Why House Of The Dragon separated the older and younger actors for Alicent and Rhaenyra
Emily Carey and Milly Alcock, who portrayed the young Queen Alicent Hightower and Princess Rhaenyra, respectively, have been recast as the show time jumps a decade forward for its sixth episode.
When audiences tune into the next episode of HBO’s Game Of Thrones spin-off The House Of The Dragon on Monday (Sep 26) , there will be a few changes.
The two actors, Emily Carey and Milly Alcock, who portrayed the young frenemies, Queen Alicent Hightower and Princess Rhaenyra respectively, have been recast as the show time jumps a decade forward for its sixth episode.
Olivia Cooke will now take over the role of the Queen and Emma D’Arcy will be playing the Princess. While they are playing the same characters at different stages of their lives, the producers decided they didn’t want the pairs to meet during production.
Alcock told Reuters: "There was no baton to pass on to. I didn't speak to Emma. I have only met them a few times, which is why this whole experience has been so weird, being like 'Oh we play the same person, but I've never really met you'."
Confirming these stipulations, Carey said at the House Of The Dragon premiere, "It was sort of made very clear quite quickly that it was a choice and not an accident that we hadn't met and I think what it is, is that in 10 years you change a huge amount, especially when you're seeing someone go from little girls into fully fledged women, there's a huge amount of changing that happens. It was almost essentially like we were playing two different characters, two very, very different people."

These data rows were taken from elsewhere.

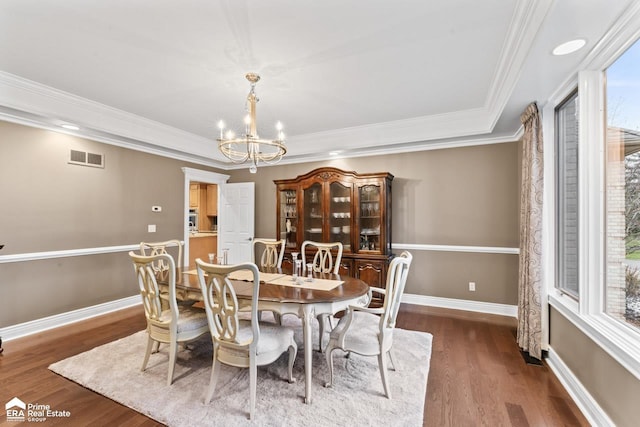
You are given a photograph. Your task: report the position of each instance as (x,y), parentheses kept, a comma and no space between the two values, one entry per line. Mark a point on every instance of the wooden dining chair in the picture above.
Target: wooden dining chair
(323,262)
(175,325)
(271,252)
(354,332)
(243,343)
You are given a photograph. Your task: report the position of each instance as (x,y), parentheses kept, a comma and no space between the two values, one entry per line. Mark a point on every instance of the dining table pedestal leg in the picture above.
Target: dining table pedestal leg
(307,318)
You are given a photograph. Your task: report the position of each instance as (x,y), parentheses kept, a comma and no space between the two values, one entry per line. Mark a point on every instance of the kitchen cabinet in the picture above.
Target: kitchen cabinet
(332,205)
(194,196)
(201,245)
(212,200)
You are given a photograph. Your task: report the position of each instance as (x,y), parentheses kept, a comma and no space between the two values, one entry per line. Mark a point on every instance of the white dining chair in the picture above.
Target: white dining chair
(239,342)
(157,248)
(323,262)
(178,324)
(354,333)
(271,252)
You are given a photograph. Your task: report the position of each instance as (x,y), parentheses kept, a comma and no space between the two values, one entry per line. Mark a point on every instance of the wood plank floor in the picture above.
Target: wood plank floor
(477,375)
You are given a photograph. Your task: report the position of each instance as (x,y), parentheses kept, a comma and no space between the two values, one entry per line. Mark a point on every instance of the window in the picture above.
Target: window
(622,290)
(566,117)
(596,253)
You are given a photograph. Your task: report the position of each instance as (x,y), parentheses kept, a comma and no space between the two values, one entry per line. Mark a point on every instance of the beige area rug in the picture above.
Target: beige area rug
(356,397)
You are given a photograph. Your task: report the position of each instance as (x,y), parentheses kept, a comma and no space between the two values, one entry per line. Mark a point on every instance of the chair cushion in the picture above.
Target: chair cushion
(189,319)
(272,337)
(363,331)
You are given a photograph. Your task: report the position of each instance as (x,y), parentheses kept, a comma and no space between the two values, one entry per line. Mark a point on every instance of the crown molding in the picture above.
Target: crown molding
(37,105)
(525,24)
(51,107)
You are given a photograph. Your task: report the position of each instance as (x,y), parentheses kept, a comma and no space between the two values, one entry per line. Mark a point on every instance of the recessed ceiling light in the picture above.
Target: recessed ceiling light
(569,47)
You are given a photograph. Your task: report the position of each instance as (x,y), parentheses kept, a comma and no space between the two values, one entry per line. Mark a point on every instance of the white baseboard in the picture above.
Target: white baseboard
(40,325)
(587,404)
(458,304)
(46,323)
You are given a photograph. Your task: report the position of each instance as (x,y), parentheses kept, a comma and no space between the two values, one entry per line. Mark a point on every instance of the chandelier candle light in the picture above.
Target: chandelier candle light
(250,147)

Cooke, however, was unaware that the pairs of actors weren’t supposed to interact with one another, despite filming at the same time, and said she had talked to them at times. She only learned about the arrangement at the Hollywood premiere.
"I just heard that they were told to stay away from us and me and Emma never got the memo to stay away from them, so we were just like 'Oh my god, how are you finding it? What's going on?' and maybe that was really bad for their process.”